The redemption that Christ accomplishes is complete.  There is nothing that we can do to add to what he has already done.  No amount of fasting, or crying, or punishing yourself can add to the infinite value of our Lord’s saving work.  If we think that we must do something to make us worthy of Christ, then we have misunderstood what he came to do.  He did not come so that you could make yourself worthy for him.  He came to take your unworthiness upon himself so that you could have his worthiness.  For us to offer Christ our efforts toward repairing our fallen image is to mock what he has done.  It is to question his finished work.  Paul does not say that we have a partial redemption through his blood or that we have the forgiveness of most of our sins through Christ and that we have to make up for the rest.  No, we have full redemption through his blood and the forgiveness of all our sins.  It is because of this that the apostle can confidently say to the Romans, “There is therefore now no condemnation to those who are in Christ” (Rom. 8:1).

Moreover, Christ is the only one in whom we have redemption.  The only way we can be saved, the only way we can obtain the forgiveness of our sins, is by being connected to the death that Jesus died upon the cross.  There is no other way of salvation.  If your sins are not forgiven on the basis of what Jesus did on the cross, then they are not forgiven.  It is only as we are in him that we can be saved.

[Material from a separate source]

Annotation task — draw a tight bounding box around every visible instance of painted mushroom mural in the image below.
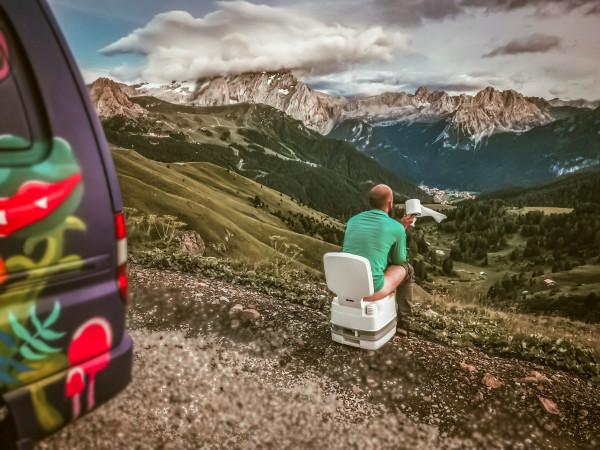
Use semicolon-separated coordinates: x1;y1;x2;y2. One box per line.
67;318;113;411
65;366;85;419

How then do we become connected to Christ?  How is it that we come to be in him?  Our Lord himself tells us in John 6:35, in response to those who asked him to give them the bread that comes down from heaven (see Jn. 6:32-34): “And Jesus said unto them, I am the bread of life: he that cometh to me shall never hunger; and he that believeth on me shall never thirst.”  The way to be connected to our Lord the bread of life is to believe in him.  Or, as the apostle Paul puts it so thoroughly in his epistle to the Romans, we are justified by faith.  This of course means more than mere intellectual assent that he is Lord and Savior.  The demons believe that.  True faith involves not only mental assent but also the trust of the will and the affection of the heart.  It means that we understand our need of him, that we are sinners and that we cannot save ourselves.  It means that we understand the depth of our need and that Christ is the only one who can save us.  It means that we willingly place ourselves under his command, recognizing him as Lord as well as Savior.  It means that we trust in him and follow him.  Those who do so are given eternal life; they are saved.  It is not about bringing anything to the table.  It is about receiving what Christ has accomplished already on the Christ.  It is about resting in him and in his work, not in our own.  According to the Scripture, those who do so are saved, once and for all, finally and completely.  Praise God for the riches of his grace in Christ!



[1] Quoted in Here I Stand: A Life of Martin Luther, by Roland Bainton (Mentor, 1950), p. 43.